Technically it’s 1 and half bar short. At 65%, that one bar short you say will show. But When your SoC beyond 75%, a half size bar will be shown. Anymore regen after that, you hatch should blow up like fireworks.
It can show full on the gauge with a long downhill regen. Mine occasionally does just that. But then it will take no more and the car is not as efficient and the brakes wear faster.
Yes, completely normal. The Prius is NOT an EV. It is a hybrid, meaning both gas and electric are designed to combine to propel the car. As has been pointed out, you want to keep unfilled capacity in the traction battery to take advantage of regen braking. Fortunately, the computer knows this, and does a good job of managing it all on its own.
I have gotten all bars lit up a few times. Mostly when the battery is pretty much charged and am on a long slowdown, which then I use the "B", and then light pressure on the brake pedal to get the regen to charge. Where does it say this? I AM NOT COMPLAINING, challenging or anything, I am just curious.
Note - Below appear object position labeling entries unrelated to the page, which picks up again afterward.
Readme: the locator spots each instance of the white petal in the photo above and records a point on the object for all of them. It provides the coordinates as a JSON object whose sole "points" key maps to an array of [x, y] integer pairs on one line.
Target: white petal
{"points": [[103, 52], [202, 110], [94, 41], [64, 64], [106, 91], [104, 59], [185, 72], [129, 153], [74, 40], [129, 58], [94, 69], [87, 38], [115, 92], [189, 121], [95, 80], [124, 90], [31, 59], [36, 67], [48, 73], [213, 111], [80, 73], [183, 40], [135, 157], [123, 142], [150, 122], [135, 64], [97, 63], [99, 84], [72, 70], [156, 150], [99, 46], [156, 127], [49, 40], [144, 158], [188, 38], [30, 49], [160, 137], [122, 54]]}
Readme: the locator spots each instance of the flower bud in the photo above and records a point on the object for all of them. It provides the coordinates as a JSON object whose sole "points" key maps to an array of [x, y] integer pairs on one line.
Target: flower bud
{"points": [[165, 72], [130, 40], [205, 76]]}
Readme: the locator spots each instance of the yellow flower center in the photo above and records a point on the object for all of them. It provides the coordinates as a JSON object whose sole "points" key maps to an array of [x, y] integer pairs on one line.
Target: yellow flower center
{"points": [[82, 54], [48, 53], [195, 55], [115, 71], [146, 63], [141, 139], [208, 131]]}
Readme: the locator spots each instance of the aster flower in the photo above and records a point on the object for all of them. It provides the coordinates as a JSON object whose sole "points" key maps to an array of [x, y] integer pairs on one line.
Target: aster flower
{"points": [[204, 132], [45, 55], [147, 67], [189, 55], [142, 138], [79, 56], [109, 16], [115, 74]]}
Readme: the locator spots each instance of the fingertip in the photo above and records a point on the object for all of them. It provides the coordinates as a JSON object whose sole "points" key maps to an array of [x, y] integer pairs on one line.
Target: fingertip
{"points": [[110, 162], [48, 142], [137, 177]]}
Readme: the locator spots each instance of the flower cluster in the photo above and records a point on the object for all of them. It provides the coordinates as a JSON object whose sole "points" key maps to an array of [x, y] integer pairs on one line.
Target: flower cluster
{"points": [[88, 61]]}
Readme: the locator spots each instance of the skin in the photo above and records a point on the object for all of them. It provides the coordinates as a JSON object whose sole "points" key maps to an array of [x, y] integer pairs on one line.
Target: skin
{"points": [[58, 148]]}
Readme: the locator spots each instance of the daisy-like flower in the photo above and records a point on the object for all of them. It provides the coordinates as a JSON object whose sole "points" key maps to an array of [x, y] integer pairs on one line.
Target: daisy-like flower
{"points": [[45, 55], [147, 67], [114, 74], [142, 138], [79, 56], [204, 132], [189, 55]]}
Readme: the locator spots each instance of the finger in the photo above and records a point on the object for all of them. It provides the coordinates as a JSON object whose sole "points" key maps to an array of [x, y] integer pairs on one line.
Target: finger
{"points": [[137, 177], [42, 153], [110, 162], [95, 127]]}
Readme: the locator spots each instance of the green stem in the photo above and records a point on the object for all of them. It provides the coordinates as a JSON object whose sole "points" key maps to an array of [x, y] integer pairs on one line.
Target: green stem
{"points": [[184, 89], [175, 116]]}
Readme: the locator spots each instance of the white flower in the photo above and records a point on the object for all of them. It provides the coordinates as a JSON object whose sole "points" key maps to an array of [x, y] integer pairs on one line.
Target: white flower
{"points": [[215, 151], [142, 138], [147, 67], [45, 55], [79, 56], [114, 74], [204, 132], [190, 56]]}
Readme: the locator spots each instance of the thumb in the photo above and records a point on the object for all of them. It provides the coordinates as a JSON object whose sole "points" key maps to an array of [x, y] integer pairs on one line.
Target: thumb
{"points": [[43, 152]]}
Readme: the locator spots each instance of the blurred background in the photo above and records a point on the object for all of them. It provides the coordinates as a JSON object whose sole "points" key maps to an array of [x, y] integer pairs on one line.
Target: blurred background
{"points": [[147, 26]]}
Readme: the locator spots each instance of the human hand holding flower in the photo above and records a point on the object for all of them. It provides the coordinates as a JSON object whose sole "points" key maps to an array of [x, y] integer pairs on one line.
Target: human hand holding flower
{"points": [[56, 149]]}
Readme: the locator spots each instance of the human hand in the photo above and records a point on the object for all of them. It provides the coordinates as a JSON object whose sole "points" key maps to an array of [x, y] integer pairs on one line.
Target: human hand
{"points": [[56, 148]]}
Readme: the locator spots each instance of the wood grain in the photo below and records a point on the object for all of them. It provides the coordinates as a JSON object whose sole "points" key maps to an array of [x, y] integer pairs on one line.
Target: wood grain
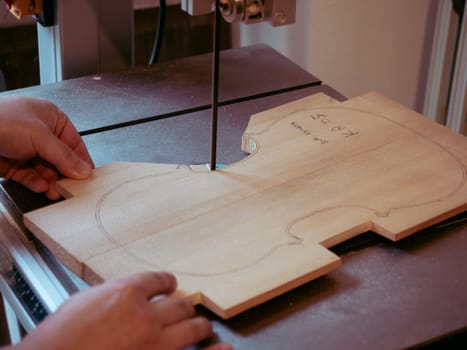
{"points": [[319, 173]]}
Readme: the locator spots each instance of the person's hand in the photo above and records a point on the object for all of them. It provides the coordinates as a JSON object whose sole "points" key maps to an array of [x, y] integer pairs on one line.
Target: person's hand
{"points": [[37, 143], [120, 315]]}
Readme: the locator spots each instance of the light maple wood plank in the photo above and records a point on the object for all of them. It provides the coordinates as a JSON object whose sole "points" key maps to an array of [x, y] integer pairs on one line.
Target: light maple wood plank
{"points": [[319, 173]]}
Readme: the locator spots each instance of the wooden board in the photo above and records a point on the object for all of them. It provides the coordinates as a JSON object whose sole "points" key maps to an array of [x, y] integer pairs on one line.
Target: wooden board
{"points": [[320, 172]]}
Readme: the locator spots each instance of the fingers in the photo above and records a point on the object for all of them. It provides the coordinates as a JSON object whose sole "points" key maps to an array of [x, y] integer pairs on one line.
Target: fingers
{"points": [[152, 284], [187, 332], [173, 310], [54, 151]]}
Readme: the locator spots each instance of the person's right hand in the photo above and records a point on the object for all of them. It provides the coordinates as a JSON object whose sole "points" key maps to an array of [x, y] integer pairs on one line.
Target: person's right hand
{"points": [[121, 315]]}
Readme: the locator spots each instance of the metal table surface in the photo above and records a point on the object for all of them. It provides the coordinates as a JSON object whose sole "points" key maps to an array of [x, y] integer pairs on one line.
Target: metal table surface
{"points": [[386, 295]]}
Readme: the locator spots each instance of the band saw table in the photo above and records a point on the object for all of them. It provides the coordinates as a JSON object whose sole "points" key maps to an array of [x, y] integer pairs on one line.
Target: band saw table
{"points": [[386, 295]]}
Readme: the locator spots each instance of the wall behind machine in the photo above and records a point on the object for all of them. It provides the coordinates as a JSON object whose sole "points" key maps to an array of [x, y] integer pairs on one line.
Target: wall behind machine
{"points": [[357, 45]]}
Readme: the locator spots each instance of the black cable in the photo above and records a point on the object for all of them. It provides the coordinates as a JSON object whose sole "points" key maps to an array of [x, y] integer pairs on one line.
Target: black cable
{"points": [[160, 32]]}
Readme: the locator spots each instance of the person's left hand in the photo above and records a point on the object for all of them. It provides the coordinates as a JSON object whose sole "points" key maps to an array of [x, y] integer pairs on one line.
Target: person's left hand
{"points": [[38, 143]]}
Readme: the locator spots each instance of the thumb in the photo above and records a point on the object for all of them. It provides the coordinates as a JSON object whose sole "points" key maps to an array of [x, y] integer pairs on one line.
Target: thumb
{"points": [[67, 162]]}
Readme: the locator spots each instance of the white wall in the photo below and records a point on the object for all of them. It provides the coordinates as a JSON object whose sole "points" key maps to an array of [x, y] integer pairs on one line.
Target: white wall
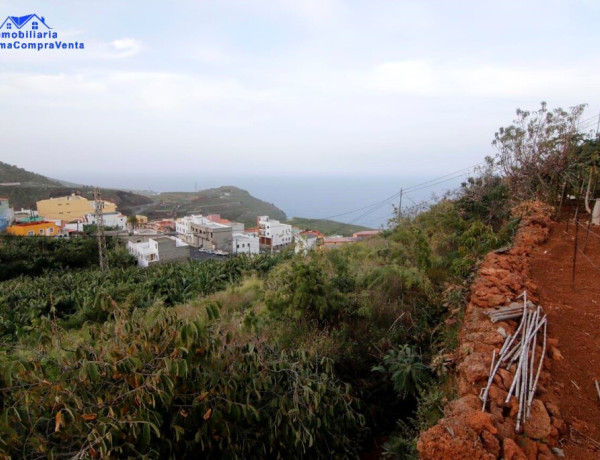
{"points": [[245, 244]]}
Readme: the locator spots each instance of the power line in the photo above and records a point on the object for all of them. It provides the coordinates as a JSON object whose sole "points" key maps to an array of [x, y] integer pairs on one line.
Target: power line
{"points": [[422, 184], [413, 188]]}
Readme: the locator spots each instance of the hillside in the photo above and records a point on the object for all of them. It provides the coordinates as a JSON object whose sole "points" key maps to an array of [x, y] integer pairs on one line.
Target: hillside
{"points": [[11, 173], [33, 187], [327, 227], [230, 202]]}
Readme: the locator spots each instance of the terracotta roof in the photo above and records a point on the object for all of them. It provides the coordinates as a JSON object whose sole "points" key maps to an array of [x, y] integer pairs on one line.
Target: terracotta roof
{"points": [[29, 224]]}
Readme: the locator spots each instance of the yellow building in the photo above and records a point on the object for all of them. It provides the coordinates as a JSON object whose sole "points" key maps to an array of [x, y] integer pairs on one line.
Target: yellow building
{"points": [[70, 208], [34, 229]]}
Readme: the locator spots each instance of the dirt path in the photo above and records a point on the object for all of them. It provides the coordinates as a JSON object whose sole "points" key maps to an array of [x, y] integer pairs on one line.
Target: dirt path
{"points": [[574, 319]]}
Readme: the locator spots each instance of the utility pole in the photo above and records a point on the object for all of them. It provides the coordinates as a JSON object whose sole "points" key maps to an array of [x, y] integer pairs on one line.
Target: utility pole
{"points": [[102, 254], [400, 205]]}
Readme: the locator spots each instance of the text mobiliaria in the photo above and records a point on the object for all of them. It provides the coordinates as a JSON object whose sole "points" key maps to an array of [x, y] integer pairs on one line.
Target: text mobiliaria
{"points": [[31, 32]]}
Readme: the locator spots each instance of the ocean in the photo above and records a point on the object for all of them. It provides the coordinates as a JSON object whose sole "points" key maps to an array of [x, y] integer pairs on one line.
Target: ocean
{"points": [[361, 200]]}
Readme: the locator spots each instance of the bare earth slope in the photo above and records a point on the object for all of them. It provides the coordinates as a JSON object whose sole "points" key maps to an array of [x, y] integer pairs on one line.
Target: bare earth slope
{"points": [[574, 319]]}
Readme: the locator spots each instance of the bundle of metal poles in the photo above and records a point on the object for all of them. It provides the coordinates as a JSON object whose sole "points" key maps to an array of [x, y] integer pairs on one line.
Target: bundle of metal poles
{"points": [[520, 349]]}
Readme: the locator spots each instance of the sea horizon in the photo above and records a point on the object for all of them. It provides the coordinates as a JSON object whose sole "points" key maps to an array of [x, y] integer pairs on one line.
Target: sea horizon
{"points": [[370, 201]]}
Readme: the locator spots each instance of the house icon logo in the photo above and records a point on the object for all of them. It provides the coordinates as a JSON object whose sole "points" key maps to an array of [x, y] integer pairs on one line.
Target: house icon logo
{"points": [[32, 32], [29, 22]]}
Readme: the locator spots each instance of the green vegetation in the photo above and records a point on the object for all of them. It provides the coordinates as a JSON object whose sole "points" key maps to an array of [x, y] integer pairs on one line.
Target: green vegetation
{"points": [[326, 227], [243, 358], [305, 356]]}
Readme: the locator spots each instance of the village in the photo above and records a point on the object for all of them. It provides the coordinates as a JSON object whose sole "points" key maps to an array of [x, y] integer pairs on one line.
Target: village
{"points": [[197, 237]]}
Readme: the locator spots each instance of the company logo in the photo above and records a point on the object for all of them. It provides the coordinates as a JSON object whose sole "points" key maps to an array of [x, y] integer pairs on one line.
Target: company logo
{"points": [[31, 32]]}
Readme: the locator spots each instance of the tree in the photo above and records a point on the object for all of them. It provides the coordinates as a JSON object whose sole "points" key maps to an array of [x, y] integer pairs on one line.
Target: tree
{"points": [[534, 150]]}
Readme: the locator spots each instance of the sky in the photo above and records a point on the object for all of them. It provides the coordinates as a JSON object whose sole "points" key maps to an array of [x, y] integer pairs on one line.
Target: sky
{"points": [[287, 87]]}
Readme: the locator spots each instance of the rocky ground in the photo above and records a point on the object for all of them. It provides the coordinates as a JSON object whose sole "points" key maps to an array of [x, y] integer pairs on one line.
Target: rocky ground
{"points": [[574, 321], [467, 432]]}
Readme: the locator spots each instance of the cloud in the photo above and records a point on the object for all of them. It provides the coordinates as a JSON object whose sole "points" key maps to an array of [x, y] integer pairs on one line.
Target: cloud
{"points": [[125, 47], [425, 78]]}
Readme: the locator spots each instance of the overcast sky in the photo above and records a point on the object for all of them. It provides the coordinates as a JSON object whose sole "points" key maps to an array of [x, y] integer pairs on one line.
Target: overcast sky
{"points": [[288, 87]]}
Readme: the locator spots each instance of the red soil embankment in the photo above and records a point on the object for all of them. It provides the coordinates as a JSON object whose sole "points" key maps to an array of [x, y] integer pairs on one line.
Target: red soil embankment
{"points": [[466, 432], [573, 311]]}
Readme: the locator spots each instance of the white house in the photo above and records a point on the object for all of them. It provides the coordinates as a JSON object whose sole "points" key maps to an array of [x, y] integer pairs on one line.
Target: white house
{"points": [[158, 250], [273, 234], [110, 219], [245, 243]]}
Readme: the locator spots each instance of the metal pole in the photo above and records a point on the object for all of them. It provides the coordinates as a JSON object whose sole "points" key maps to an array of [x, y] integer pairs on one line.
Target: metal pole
{"points": [[575, 243], [400, 205]]}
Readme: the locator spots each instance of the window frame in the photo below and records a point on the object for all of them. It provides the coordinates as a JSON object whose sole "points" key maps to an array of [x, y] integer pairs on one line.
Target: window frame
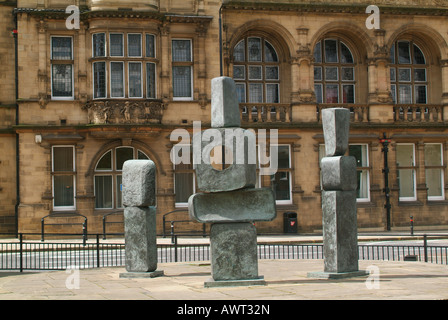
{"points": [[440, 167], [362, 169], [62, 62], [262, 81], [414, 172], [114, 172], [63, 173], [122, 47], [129, 80], [123, 80], [127, 44], [104, 48], [126, 60], [323, 83], [396, 65], [190, 64], [288, 170], [188, 171], [105, 80]]}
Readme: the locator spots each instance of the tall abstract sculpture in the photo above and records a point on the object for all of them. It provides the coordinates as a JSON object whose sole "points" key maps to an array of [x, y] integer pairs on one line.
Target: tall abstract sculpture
{"points": [[339, 183], [139, 201], [229, 200]]}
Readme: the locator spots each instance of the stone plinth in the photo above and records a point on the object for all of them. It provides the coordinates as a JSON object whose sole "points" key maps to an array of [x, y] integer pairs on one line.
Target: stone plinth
{"points": [[234, 254]]}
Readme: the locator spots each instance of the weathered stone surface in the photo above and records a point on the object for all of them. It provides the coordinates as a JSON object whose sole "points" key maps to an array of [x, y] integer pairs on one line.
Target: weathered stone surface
{"points": [[138, 182], [225, 107], [140, 239], [336, 124], [241, 161], [234, 251], [340, 231], [339, 173], [233, 206]]}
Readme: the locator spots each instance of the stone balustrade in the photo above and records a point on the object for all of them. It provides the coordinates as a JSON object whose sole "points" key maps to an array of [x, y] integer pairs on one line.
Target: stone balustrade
{"points": [[265, 112], [418, 113], [124, 111], [358, 112]]}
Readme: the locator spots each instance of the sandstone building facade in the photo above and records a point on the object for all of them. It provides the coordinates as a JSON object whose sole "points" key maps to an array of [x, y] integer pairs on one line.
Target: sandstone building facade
{"points": [[76, 103]]}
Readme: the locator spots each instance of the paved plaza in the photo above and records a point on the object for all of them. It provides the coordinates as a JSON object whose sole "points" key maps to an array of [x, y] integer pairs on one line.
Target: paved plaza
{"points": [[285, 280]]}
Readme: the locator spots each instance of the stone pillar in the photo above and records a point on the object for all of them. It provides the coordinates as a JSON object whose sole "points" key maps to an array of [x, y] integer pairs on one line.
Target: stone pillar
{"points": [[140, 219], [339, 182]]}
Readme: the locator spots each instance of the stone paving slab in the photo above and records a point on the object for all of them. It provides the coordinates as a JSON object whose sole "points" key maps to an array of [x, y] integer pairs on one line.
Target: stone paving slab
{"points": [[285, 280]]}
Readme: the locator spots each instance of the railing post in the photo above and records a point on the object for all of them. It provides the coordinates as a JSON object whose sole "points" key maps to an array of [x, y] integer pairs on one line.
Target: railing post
{"points": [[84, 233], [425, 247], [104, 227], [21, 251], [97, 250], [175, 248], [42, 229]]}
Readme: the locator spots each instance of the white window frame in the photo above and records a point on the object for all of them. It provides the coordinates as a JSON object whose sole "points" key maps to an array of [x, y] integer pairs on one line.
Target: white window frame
{"points": [[368, 171], [442, 175], [155, 45], [105, 79], [105, 45], [174, 149], [112, 190], [141, 45], [110, 80], [289, 172], [155, 80], [72, 97], [180, 64], [141, 80], [123, 45], [414, 198], [64, 208]]}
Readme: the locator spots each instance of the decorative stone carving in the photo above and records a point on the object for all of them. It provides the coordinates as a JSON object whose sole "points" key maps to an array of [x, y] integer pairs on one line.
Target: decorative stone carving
{"points": [[124, 111]]}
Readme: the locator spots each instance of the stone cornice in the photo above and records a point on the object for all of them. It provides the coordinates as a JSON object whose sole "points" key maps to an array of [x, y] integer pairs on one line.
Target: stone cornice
{"points": [[357, 7], [85, 15]]}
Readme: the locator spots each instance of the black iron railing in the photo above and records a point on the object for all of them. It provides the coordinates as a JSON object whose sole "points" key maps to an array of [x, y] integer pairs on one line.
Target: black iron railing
{"points": [[20, 254]]}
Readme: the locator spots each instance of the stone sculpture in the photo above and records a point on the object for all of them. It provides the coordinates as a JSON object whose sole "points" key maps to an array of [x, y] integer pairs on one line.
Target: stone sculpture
{"points": [[229, 200], [339, 183], [139, 200]]}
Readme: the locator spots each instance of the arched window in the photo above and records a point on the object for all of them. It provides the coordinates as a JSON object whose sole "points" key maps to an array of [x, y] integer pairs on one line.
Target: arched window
{"points": [[108, 173], [334, 72], [256, 71], [408, 74]]}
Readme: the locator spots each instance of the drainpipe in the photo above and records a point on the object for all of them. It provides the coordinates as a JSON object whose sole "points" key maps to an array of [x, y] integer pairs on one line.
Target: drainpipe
{"points": [[220, 42], [16, 76], [385, 142]]}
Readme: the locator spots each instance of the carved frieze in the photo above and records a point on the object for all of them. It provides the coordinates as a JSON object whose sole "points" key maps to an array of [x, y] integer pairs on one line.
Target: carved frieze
{"points": [[107, 111]]}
I didn't see it in the owners manual, nor did I expect too. I'm only wondering where this info is, and more about how the Prius controls how it charges the battery. Thanks.
Yeah. It happens only under the right circumstances. Go down a long hill/stretch with the cruise control on, and not only will the battery max, but the car will engine brake since it can't recapture any more energy into the battery. If that never happens, I'd be concerned.